During WWII he was captured in Singapore and he returned to Newcaste in middle age and ran his own practice from his home in Merewether.

It is quite significant to us, that Jeater worked on so many of the Art Deco buildings in Newcastle which Lester and I know and admire so much.

We talked to our local pharmacist who has worked two doors up from the surgery for centuries. He told us that he remembers when our building was MacDonald's Shipping Agency. So, maybe it wasn't the P&O Building until much later - possibly before it was the shop front used by the Wilderness Society - as it was when I first came to Newcastle. I will get the timeline of the tenants of this  building sorted - soon.

Meanwhile, back on the home front in Stocko;  it is Junk Clean Up Week.
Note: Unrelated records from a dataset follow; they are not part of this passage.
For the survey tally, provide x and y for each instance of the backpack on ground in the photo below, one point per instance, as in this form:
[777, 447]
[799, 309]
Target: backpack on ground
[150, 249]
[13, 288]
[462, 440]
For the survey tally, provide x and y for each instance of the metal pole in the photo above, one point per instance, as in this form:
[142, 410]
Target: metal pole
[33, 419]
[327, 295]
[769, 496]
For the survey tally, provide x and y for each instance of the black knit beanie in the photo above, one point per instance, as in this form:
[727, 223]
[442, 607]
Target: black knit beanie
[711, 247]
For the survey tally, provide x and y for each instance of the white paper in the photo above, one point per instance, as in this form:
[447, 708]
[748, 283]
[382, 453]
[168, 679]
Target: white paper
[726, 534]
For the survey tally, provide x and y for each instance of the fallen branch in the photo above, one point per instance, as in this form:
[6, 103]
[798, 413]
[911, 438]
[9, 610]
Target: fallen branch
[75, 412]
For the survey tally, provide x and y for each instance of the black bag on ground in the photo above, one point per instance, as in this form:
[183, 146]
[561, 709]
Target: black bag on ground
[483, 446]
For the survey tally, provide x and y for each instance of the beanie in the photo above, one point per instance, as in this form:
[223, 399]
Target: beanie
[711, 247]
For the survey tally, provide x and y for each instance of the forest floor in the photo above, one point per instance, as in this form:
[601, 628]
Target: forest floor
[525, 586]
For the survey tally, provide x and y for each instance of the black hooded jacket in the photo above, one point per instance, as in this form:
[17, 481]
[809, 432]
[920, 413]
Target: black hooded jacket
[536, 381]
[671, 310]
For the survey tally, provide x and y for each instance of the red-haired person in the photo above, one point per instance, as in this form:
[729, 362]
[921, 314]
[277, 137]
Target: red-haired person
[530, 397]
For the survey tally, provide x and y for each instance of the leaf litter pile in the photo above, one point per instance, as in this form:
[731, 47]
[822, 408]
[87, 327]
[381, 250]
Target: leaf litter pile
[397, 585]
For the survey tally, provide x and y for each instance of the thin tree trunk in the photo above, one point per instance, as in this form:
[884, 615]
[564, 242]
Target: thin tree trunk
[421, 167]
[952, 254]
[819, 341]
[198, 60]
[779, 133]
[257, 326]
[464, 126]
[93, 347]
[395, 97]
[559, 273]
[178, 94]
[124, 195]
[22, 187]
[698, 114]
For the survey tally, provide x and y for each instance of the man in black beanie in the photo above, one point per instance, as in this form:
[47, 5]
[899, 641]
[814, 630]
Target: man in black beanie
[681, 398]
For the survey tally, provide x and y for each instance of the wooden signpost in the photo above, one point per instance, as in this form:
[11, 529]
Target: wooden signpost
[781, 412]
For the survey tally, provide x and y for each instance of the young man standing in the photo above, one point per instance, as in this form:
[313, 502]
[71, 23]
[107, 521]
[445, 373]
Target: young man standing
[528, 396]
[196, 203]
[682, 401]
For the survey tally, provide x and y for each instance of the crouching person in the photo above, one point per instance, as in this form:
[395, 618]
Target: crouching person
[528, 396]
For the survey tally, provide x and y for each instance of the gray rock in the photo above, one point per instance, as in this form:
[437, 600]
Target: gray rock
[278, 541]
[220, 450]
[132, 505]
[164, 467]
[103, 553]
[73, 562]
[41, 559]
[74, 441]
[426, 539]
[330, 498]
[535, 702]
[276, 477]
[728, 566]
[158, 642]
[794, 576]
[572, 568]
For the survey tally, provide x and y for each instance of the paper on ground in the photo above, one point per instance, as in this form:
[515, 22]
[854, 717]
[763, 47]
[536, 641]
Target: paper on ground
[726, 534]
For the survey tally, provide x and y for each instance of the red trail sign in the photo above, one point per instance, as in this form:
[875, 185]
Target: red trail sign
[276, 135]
With the help of Carl, Bernard, Kieran and Liam, we must have put half  a house out on the street: bikes, boards, furniture, golf stuff, art and painting stuff, tools, tents, ... masses of stuff. And guess what???!! Most of it has been "recycled" by the locals. Bernie calls them "The Gatherers". So much of our 27 years of junk has been gathered up by people who want and love our old stuff. How good is that!

A page from the excellent book by Les Reedman



The front door - uninviting - terra cotta tiles on column

close up of the door camera / speaker

It may be several days before I write again. Depends on the workers!